The reason of writing this text is to be a kick start to a series of posts about this field that I have been studying: using Machine Learning in Security Information field.
I will jump the Machine Learning introduction and how it works because there’re a lot of resources explaining it.
There’re two types of classification which can be made by Machine Learning algorithms: supervised (if have labeled data) and unsupervised (if have not). This post will work with supervised data.
The labeled data used in this experiment was divided into benign and malware, which consists in 991 know benign files and 428 know malwares. The files used was Windows binaries and the benign files includes the binaries which comes in the Windows folder.
Among the algorithms of supervised data, the most famous are Naive Bayes, K-nearest neighbor (kNN), Support Vector Machine (SVM) and Decision Trees. We’ll work with Decision Trees.
The Decision Tree was chosen because we will work with the Random Forest classifier, which consists of a large number of decision trees that operate as an ensemble.
The classifier used works with the strings extracted from the files. Since there’re many strings, a function called FeatureHash or hashing trick was used, which consists in turns the strings in a limited hashing matrix. In the case of this experiment was limited to 20000.
So, we can use the Random Forest classifier passing the FeatureHash, the training examples (the binaries) and the labels (benign or malware). After the training is finished the detector and the hasher is saved to be used with future binaries.
After that, we can test the trained network with new binaries. As this is our implementation, we can choose the rate that will classify the file in benign or malware. The choosed rate was 65%.
First we can test with a know benign file, the Putty executable file.
Extracted 5619 strings from data/ch8/scan_file_path/putty_w64.exe
It appears this file is benign. [0.640625]
The file was classified as benign with a probability of 64% to be malicious, close but below to the 65% that we defined. Now let’s test a file which was downloaded from a phishing e-mail.
Extracted 7217 strings from data/ch8/scan_file_path/OneDrive.bin
It appears this file is malicious! [0.734375]
Now the file was classified as malicious with a probability of 73%, higher than the 65% that we defined.
As you can see, using just strings extracted from binaries is not sufficient if we want to classify binaries in benign and malware, but it can be used to make simple examples to explain the basics of how the classification works. We need to think in extract more informations if we want to construct a more robust Malware Detector with Machine Learning.

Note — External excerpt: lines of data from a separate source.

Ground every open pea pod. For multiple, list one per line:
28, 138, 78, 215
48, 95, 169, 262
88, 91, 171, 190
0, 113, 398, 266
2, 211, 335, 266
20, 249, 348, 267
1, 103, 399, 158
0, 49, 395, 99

You may have noted that there’s no code here. This is because it’s just a simple introduction and, as I mentioned early, it’s a start of a series of posts that I’ll make. Another reason that I didn’t put code here it’s because in this post I just reproduced an experiment that can be found in Saxe’s and Sander’s Malware Data Science book, published by No Starch Press, and the code can be downloaded in the book’s website.